Einfach unvergleichlich.
Tränen liefen heiß über ihre Wangen.
Sie wischte sie mit dem Handrücken weg und
nestelte an der Hosentasche, um ein schon feuchtes Taschentuch für die laufende
Nase herauszuziehen.
Für morgen würde sie mehrere Päckchen einstecken.
Dann beschloss sie, die Hose zu probieren
und zu überprüfen, wie ihr die Zusammenstellung stehen würde. Claudine sollte zufrieden
mit ihrer Wahl sein.
Rasch schlüpfte sie in die Jeans, legte
sich auf die Couch und stemmte das Becken hoch.

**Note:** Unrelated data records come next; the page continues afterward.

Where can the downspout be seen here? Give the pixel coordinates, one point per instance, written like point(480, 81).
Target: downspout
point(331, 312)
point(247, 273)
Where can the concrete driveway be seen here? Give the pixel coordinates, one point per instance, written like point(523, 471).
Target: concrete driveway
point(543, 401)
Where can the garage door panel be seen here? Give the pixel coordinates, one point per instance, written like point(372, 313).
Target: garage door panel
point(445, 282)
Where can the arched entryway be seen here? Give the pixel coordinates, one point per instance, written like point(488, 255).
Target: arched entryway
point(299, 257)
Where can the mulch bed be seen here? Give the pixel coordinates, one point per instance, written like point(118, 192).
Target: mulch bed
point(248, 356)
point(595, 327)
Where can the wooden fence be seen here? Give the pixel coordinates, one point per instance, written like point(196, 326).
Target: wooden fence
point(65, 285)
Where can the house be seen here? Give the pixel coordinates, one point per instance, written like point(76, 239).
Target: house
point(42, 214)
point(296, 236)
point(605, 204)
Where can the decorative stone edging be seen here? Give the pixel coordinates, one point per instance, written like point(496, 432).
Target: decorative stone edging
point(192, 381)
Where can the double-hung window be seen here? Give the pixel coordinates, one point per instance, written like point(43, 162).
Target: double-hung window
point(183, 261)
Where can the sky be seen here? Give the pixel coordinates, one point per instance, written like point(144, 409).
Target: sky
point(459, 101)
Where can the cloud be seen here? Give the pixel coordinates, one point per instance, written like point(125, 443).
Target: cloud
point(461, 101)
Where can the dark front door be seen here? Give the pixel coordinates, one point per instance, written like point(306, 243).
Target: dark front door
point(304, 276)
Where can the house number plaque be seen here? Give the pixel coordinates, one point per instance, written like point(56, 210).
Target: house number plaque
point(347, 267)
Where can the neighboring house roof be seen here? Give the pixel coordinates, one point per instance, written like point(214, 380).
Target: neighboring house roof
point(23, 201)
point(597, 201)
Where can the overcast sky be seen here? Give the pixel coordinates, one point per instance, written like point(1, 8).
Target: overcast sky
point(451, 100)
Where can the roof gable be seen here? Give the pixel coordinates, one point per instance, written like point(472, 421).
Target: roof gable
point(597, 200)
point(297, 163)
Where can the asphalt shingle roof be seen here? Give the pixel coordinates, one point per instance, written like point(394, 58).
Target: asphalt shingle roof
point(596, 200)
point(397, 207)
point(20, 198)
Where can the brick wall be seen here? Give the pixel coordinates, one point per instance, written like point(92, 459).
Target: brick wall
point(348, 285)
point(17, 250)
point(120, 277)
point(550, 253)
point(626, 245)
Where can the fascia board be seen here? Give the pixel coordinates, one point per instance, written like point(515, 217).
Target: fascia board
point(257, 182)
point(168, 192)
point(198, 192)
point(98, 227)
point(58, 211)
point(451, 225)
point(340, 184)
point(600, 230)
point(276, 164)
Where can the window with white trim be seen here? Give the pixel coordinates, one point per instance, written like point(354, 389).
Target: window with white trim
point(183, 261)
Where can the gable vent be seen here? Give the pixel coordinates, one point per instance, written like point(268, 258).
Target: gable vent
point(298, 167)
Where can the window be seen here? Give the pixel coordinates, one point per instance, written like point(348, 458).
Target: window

Ächzend schloss sie den Reißverschluss.
Als sie sich vor dem Spiegel in Positur
stellte, konnte sie es kaum fassen: Selbst diese Hose saß schon wieder so eng, dass
sich oberhalb des Bundes ein ansehnliches Fettwürstchen aufgeschoben hatte. Unzufrieden
grunzend, dachte sie an die Pommes, die sie gestern gegessen hatte. Mit Mayo! Auch
kleine Sünden ruinierten auf Dauer die Figur. Sie seufzte tief.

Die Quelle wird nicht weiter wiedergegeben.